CHARLESTON, S.C. (WCSC) – A South Carolina-based organization is getting more resources to offer in-home care for new Lowcountry mothers.
Children’s Trust South Carolina funds agencies across the state that offer free home visits to help those in their early stages of motherhood prepare for what’s to come. Those programs are now receiving an extra $1 million in funding through the federal Maternal, Infant, and Early Childhood Home Visiting Grant.
For the first time, the grant is offering a three-to-one money grant. The federal government will pitch in $750,000 and Children’s Trust South Carolina will match $250,000.
The Home Visiting programs use nurses, early childhood specialists and social workers as visitors to support family functions and child health and wellbeing. The state organization uses three program models: Healthy Families America, Nurse Family Partnership and Parents as Teachers. The models target family issues such as low-income parents or single mothers with goals of lowering abuse or maltreatment. The free programs work to increase parent-child interaction, wellbeing and school readiness.
Dr. Luke Edmonson, a pediatrician at MUSC Children’s Health in Moncks Corner, works closely with grant funding as the center partners with the trust. He says the home visiting programs target the early age group as major brain development happens in the first 1,000 days.
“If you can put that child on a positive trajectory… that is going to pay off benefits for the rest of their life,” he says. “It’s really hard to kind of put into words, like, how big of a difference it can make if you intervene early.
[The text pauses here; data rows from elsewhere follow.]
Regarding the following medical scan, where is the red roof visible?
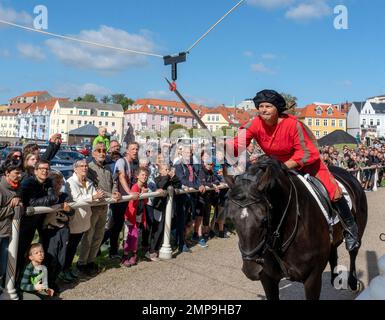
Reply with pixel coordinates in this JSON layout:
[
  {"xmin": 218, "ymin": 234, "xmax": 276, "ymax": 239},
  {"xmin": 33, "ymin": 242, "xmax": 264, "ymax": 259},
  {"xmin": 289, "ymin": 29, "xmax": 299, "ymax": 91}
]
[
  {"xmin": 11, "ymin": 91, "xmax": 48, "ymax": 100},
  {"xmin": 125, "ymin": 99, "xmax": 207, "ymax": 118},
  {"xmin": 296, "ymin": 103, "xmax": 346, "ymax": 119},
  {"xmin": 202, "ymin": 106, "xmax": 251, "ymax": 124},
  {"xmin": 24, "ymin": 98, "xmax": 69, "ymax": 113}
]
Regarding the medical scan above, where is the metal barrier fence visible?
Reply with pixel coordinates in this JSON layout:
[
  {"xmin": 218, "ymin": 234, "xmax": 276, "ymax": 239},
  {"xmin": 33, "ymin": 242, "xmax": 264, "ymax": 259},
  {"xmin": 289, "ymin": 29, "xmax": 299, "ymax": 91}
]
[{"xmin": 0, "ymin": 183, "xmax": 228, "ymax": 300}]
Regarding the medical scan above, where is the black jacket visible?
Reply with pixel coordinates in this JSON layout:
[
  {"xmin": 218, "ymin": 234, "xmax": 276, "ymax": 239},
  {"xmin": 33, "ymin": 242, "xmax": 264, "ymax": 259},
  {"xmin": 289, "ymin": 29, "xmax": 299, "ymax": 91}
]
[
  {"xmin": 152, "ymin": 175, "xmax": 182, "ymax": 211},
  {"xmin": 21, "ymin": 177, "xmax": 59, "ymax": 207}
]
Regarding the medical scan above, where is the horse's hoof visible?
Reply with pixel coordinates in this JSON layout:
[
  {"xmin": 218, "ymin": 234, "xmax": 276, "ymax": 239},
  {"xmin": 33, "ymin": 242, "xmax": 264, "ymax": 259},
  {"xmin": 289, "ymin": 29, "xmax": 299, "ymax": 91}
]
[{"xmin": 349, "ymin": 279, "xmax": 365, "ymax": 293}]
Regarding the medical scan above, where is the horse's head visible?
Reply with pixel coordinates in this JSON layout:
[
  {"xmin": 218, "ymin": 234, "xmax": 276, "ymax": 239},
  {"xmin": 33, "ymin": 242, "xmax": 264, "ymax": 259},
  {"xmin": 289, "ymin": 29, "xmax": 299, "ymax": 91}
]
[{"xmin": 226, "ymin": 156, "xmax": 283, "ymax": 281}]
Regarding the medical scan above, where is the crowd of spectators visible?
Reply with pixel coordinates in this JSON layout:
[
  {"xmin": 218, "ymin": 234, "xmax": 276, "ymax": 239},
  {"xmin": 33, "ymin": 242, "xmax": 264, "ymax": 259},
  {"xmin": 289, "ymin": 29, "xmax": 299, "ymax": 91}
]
[
  {"xmin": 320, "ymin": 140, "xmax": 385, "ymax": 192},
  {"xmin": 0, "ymin": 128, "xmax": 385, "ymax": 299}
]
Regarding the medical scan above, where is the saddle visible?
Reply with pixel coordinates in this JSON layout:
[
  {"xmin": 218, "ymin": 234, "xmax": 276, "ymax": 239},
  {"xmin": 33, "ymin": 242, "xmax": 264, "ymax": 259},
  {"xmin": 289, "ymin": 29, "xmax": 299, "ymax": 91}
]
[{"xmin": 291, "ymin": 171, "xmax": 339, "ymax": 225}]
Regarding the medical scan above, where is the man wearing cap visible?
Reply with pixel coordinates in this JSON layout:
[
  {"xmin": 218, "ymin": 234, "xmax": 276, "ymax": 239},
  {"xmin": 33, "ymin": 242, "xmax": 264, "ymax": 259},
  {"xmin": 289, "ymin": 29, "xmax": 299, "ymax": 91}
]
[{"xmin": 226, "ymin": 90, "xmax": 360, "ymax": 251}]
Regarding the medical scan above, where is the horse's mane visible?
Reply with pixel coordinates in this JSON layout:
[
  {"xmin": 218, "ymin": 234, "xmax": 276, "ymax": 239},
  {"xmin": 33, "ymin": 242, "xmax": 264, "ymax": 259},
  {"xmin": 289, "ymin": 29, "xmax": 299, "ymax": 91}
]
[{"xmin": 229, "ymin": 155, "xmax": 287, "ymax": 199}]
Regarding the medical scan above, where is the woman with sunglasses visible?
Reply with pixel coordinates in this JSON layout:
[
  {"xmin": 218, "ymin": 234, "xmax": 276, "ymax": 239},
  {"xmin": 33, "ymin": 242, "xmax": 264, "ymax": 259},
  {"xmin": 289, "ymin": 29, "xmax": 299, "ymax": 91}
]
[{"xmin": 226, "ymin": 90, "xmax": 360, "ymax": 251}]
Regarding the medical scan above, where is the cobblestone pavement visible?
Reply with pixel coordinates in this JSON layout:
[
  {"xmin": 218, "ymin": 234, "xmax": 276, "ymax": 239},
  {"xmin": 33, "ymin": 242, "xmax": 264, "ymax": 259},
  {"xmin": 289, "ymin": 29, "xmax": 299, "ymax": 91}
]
[{"xmin": 61, "ymin": 188, "xmax": 385, "ymax": 300}]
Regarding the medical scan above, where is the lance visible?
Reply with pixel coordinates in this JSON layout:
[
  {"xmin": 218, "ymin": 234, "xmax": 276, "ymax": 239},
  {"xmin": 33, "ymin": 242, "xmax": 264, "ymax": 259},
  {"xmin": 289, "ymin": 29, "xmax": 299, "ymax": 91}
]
[{"xmin": 165, "ymin": 78, "xmax": 216, "ymax": 143}]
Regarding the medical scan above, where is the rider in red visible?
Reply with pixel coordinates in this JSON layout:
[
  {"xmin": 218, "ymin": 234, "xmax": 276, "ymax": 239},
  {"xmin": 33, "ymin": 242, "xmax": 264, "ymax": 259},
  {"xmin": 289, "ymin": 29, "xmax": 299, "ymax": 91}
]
[{"xmin": 226, "ymin": 90, "xmax": 360, "ymax": 251}]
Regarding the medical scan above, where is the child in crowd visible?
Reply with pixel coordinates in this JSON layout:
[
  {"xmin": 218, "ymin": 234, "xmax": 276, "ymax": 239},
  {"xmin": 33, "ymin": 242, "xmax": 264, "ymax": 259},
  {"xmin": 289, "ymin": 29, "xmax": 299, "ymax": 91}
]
[
  {"xmin": 42, "ymin": 171, "xmax": 75, "ymax": 293},
  {"xmin": 92, "ymin": 127, "xmax": 110, "ymax": 151},
  {"xmin": 146, "ymin": 164, "xmax": 182, "ymax": 261},
  {"xmin": 122, "ymin": 168, "xmax": 149, "ymax": 267},
  {"xmin": 20, "ymin": 243, "xmax": 54, "ymax": 299}
]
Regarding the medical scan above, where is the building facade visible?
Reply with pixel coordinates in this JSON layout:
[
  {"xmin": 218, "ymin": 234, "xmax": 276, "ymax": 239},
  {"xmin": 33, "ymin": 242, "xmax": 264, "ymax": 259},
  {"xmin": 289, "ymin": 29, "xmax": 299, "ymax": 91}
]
[
  {"xmin": 124, "ymin": 99, "xmax": 207, "ymax": 135},
  {"xmin": 49, "ymin": 100, "xmax": 124, "ymax": 142},
  {"xmin": 360, "ymin": 99, "xmax": 385, "ymax": 138},
  {"xmin": 296, "ymin": 103, "xmax": 346, "ymax": 139}
]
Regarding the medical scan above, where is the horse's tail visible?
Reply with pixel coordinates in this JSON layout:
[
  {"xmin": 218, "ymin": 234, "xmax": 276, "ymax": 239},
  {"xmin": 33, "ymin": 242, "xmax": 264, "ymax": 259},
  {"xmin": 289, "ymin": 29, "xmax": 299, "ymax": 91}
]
[{"xmin": 329, "ymin": 166, "xmax": 368, "ymax": 239}]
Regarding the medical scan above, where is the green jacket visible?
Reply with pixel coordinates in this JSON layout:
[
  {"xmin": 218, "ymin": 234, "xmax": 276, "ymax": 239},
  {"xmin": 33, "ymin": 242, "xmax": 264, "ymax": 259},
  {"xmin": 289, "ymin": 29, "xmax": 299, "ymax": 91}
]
[{"xmin": 92, "ymin": 136, "xmax": 110, "ymax": 151}]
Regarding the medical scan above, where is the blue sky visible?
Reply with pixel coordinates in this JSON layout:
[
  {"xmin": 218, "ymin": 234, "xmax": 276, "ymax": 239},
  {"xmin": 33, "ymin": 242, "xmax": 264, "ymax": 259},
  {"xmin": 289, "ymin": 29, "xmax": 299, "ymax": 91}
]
[{"xmin": 0, "ymin": 0, "xmax": 385, "ymax": 106}]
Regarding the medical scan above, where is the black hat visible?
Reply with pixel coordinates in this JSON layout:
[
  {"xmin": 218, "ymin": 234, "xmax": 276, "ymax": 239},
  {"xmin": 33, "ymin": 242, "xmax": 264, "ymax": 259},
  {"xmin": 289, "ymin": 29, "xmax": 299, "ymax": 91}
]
[{"xmin": 253, "ymin": 90, "xmax": 287, "ymax": 114}]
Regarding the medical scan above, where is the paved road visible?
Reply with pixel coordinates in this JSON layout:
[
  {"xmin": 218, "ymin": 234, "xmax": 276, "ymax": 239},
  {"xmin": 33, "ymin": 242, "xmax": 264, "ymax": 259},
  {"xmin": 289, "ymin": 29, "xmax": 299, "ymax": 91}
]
[{"xmin": 61, "ymin": 188, "xmax": 385, "ymax": 300}]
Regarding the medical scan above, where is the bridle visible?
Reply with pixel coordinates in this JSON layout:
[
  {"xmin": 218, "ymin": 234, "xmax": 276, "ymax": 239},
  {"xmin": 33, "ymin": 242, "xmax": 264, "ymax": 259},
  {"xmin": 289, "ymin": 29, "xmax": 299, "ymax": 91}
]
[{"xmin": 229, "ymin": 173, "xmax": 300, "ymax": 276}]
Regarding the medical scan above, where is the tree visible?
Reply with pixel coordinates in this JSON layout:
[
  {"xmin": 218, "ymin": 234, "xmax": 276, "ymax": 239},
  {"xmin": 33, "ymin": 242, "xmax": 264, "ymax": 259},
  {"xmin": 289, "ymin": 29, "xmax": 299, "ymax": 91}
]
[
  {"xmin": 74, "ymin": 93, "xmax": 98, "ymax": 102},
  {"xmin": 111, "ymin": 93, "xmax": 135, "ymax": 111},
  {"xmin": 281, "ymin": 92, "xmax": 297, "ymax": 114}
]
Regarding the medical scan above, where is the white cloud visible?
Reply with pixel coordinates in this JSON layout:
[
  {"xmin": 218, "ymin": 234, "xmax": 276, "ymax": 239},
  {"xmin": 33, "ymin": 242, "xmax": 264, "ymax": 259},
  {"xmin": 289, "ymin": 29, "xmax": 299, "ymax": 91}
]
[
  {"xmin": 17, "ymin": 43, "xmax": 45, "ymax": 60},
  {"xmin": 261, "ymin": 53, "xmax": 277, "ymax": 60},
  {"xmin": 251, "ymin": 63, "xmax": 276, "ymax": 74},
  {"xmin": 0, "ymin": 3, "xmax": 33, "ymax": 27},
  {"xmin": 52, "ymin": 83, "xmax": 112, "ymax": 98},
  {"xmin": 46, "ymin": 26, "xmax": 155, "ymax": 72},
  {"xmin": 248, "ymin": 0, "xmax": 295, "ymax": 9},
  {"xmin": 337, "ymin": 80, "xmax": 353, "ymax": 87},
  {"xmin": 243, "ymin": 50, "xmax": 254, "ymax": 58},
  {"xmin": 0, "ymin": 49, "xmax": 11, "ymax": 58},
  {"xmin": 285, "ymin": 0, "xmax": 332, "ymax": 21}
]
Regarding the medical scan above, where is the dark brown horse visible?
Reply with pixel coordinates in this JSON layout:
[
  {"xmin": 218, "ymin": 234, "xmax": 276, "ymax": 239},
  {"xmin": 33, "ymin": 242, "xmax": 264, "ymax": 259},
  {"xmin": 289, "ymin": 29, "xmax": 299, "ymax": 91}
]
[{"xmin": 226, "ymin": 156, "xmax": 367, "ymax": 299}]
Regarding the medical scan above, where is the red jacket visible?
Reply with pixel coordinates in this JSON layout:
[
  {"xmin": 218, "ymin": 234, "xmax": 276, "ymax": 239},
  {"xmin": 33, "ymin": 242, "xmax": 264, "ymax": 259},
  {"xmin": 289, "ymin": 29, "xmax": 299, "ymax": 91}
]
[
  {"xmin": 124, "ymin": 183, "xmax": 148, "ymax": 228},
  {"xmin": 226, "ymin": 114, "xmax": 341, "ymax": 200}
]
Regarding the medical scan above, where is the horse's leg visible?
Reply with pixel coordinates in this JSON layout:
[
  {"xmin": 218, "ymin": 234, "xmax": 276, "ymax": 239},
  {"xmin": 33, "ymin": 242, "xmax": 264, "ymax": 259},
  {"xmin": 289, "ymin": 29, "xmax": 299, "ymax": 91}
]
[
  {"xmin": 348, "ymin": 248, "xmax": 359, "ymax": 291},
  {"xmin": 329, "ymin": 245, "xmax": 338, "ymax": 287},
  {"xmin": 304, "ymin": 270, "xmax": 322, "ymax": 300},
  {"xmin": 261, "ymin": 272, "xmax": 279, "ymax": 300}
]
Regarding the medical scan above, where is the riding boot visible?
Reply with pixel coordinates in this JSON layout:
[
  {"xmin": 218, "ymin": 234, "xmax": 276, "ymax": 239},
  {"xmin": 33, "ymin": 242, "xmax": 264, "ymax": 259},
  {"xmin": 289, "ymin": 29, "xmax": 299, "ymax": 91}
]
[{"xmin": 335, "ymin": 197, "xmax": 360, "ymax": 251}]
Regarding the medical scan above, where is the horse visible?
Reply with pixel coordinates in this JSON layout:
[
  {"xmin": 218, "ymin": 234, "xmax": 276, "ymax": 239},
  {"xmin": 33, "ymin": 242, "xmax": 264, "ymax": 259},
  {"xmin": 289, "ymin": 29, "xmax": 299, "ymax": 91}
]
[{"xmin": 226, "ymin": 156, "xmax": 368, "ymax": 300}]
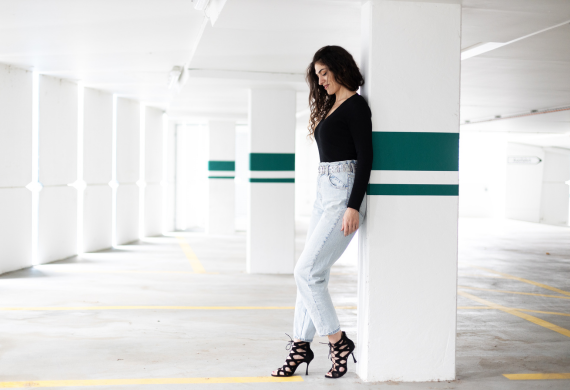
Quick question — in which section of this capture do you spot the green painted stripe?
[208,161,236,171]
[372,131,459,171]
[249,153,295,171]
[366,184,459,196]
[249,177,295,183]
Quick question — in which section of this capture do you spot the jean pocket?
[329,173,350,190]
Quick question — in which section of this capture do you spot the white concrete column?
[0,65,32,274]
[37,75,79,263]
[115,98,141,245]
[357,0,461,381]
[206,121,236,234]
[162,120,176,232]
[143,107,164,237]
[82,88,113,252]
[247,89,296,274]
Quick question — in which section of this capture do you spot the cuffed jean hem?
[321,326,340,336]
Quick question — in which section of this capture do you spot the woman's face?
[315,62,340,95]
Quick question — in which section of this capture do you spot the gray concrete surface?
[0,219,570,390]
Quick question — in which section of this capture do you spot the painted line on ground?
[34,266,220,275]
[0,306,356,311]
[462,261,570,296]
[457,291,570,337]
[503,372,570,381]
[176,236,206,274]
[457,286,570,299]
[0,375,303,389]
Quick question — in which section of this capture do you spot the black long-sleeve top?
[315,94,372,210]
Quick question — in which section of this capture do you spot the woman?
[272,46,372,378]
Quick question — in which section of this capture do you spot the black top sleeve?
[348,99,373,210]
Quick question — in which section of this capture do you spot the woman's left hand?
[340,207,360,237]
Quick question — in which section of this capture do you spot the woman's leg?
[293,187,323,342]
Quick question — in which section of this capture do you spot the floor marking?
[176,236,206,274]
[457,306,493,310]
[0,306,356,311]
[458,291,570,337]
[515,308,570,317]
[0,375,303,389]
[34,268,220,275]
[457,286,570,299]
[503,373,570,381]
[457,306,570,317]
[464,263,570,296]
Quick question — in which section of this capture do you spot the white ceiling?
[0,0,570,143]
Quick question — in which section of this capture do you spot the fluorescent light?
[461,42,507,61]
[192,0,209,11]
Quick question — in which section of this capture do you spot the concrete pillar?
[357,0,461,381]
[162,120,176,232]
[143,107,164,237]
[115,98,141,245]
[0,65,32,274]
[37,75,79,264]
[81,88,113,252]
[206,121,236,234]
[247,89,296,274]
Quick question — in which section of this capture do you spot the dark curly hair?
[305,46,364,138]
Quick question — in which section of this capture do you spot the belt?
[319,163,356,175]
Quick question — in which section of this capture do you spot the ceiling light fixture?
[461,20,570,61]
[192,0,209,11]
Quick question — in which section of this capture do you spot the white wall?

As opposed to that child you only recognize there’s a problem, for example, when they start kindergarten. There’s not a whole lot you can do to change that trajectory sometimes.”
Edmondson says helping families and children be successful positively impacts the community in the long run.
“There’s so many things that they look at that this is an improvement,” Edmondson says. “If a family is able to get off of Medicaid and get private insurance because they get a better job or if they’re able to improve their housing condition. All these kinds of things have economic benefits to society as a whole that come from paying money into this program.”
Patients are able to join the free programs through referrals by medical staff.
Children’s Trust data shows 44 out of 46 counties across the state need available child outcome resources and services. But at the moment, that data shows only 10 percent of families are using the programs.
The organization wants to address awareness and access to home visiting in rural areas.